Vikram lander and Pragyaan Rover
Chandrayaan-3 has remarkably enhanced its planning, navigation, data analysis, and overall operational efficiency through the utilization of AI-driven technology. These advancements have not only enriched the lunar mission but have also set elevated benchmarks for lunar exploration.
Once the ALS (Automatic Landing Sequence) is initiated, ISRO relinquishes direct control over the Vikram Lander Module. Instead, preset algorithms take command, refined on the fly by AI and ML algorithms, utilizing inputs from the module’s sensors and cameras. It also used all the data previously collected from “Chandrayaan 2”.
Chandrayaan-3 employs a specially designed AI system to oversee the complete 15-minute landing process, encompassing every facet from the lander’s computational functions to its guidance, control, and navigation systems.
As the lander descends from an altitude of 30 km above the moon’s surface to a height of 7.42 km during the initial 11 minutes 30 seconds of the approx. 20-minute landing process, the integrated sensors spring to action, executing intricate calculations.
The descent, which began at 5.45 pm on August 23, Wednesday, was managed by AI software that used instruments like velocimeters and altimeters to calculate the speed and position of the lander above the surface of the moon. The AI-enabled software used the cameras on the orbiter and the lander to detect potential landing sites.
Maneuvers
At the core of Chandrayaan-3’s success lies an astute navigation, guidance, and control system. This intricate nexus of algorithms orchestrates the spacecraft’s movement, steering its trajectory with precision to ensure a secure touchdown. AI’s meticulous planning comprehends every scenario — from altitude adjustments to thruster firings, and surface scans for potential obstacles, all choreographed by AI’s cognitive prowess.

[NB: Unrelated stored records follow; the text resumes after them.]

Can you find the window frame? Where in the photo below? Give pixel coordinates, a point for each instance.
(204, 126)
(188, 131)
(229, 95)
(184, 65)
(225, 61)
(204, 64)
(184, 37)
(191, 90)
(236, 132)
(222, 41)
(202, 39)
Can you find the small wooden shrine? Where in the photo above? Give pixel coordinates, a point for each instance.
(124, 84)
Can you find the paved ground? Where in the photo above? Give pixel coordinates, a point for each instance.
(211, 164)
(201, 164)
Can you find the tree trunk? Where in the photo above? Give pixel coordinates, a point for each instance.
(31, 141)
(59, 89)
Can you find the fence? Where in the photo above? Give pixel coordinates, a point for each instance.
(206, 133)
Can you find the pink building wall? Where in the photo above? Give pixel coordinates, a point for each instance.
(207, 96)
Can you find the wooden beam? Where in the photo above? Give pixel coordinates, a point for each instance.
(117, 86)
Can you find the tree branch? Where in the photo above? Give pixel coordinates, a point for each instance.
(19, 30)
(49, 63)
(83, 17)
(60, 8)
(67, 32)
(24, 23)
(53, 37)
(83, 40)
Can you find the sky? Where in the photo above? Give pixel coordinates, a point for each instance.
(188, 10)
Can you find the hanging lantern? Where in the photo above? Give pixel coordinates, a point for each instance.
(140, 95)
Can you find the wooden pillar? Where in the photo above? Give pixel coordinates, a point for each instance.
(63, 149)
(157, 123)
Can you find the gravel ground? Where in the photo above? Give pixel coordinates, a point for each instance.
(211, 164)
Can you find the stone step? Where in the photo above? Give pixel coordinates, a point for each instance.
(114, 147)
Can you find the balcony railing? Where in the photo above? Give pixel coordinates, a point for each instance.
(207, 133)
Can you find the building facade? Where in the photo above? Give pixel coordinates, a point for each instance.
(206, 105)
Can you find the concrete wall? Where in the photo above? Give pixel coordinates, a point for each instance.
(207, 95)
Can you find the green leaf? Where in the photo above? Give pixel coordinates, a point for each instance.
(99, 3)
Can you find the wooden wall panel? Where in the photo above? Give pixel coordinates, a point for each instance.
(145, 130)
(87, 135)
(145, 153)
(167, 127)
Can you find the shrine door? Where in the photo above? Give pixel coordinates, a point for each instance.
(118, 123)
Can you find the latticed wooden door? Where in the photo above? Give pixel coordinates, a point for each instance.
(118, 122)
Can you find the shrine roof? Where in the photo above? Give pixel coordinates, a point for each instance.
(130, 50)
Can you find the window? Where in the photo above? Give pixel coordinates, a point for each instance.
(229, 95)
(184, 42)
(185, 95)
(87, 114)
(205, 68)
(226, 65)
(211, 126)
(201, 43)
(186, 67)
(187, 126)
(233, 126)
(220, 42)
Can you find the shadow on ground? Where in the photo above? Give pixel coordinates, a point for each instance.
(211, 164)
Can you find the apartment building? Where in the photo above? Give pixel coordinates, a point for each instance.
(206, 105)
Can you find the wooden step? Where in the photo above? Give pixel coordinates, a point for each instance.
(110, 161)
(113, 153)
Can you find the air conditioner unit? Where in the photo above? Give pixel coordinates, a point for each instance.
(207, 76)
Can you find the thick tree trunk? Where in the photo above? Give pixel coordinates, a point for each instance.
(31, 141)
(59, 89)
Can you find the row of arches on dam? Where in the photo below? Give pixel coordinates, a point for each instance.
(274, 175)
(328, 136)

Truly, the crux of Chandrayaan 3 is embodied in its sensors. When dealing with a remotely operated machine, its efficacy hinges on the capacity to ascertain its position, velocity, and heading. A gamut of sensors serves this purpose — among them, velocimeters and altimeters stand out, furnishing essential data about the lander’s speed and altitude.
ISRO harnesses an AI system to oversee the navigation, guidance, and control of the lander, ensuring precise alignment and a gentle landing.
Pragyan, the lunar rover, perpetuates the legacy. AI’s guiding hand directs Pragyan’s navigation as it embarks on a day-long sojourn, conducting experiments and gathering samples. Cameras and antennas, propelled by AI, secure Pragyan’s success in its lunar escapade.
In the boundless expanse of space, Chandrayaan-3’s triumphant touchdown stands as a testament to AI’s prowess and human ingenuity. The symphony of precision and adaptability orchestrated by AI and sensors transforms the moon’s surface into a canvas for India’s technological artistry.
AI’s Multi-Faceted Impact on Chandrayaan-3: From Design to Data Deciphering
AI and Space Exploration
AI is emerging as a pivotal component across numerous industries, including space exploration. Its potential lies in its capacity to sift through colossal volumes of data, discern patterns, and prognosticate. Chandrayaan-3’s case exemplifies the application of artificial intelligence (AI) across various facets of the mission, spanning from spacecraft design to data analysis and decision-making.
The AI-driven design and development of the lander, rover, and the entire spacecraft itself optimize weight, performance, and safety. AI algorithms fine-tune the spacecraft’s design.
AI serves as a valuable tool for ensuring a secure lunar surface landing of the lander. AI algorithms prognosticate topography, identify potential hazards, and deftly maneuver the lander’s descent.
The rover’s exploration of the lunar surface benefits from AI’s prowess. AI algorithms pinpoint and map captivating features, in addition to charting the rover’s trajectory.
AI assumes a pivotal role in the post-mission phase, analyzing the collected spacecraft data. Its algorithms extract insights unattainable through conventional methodologies.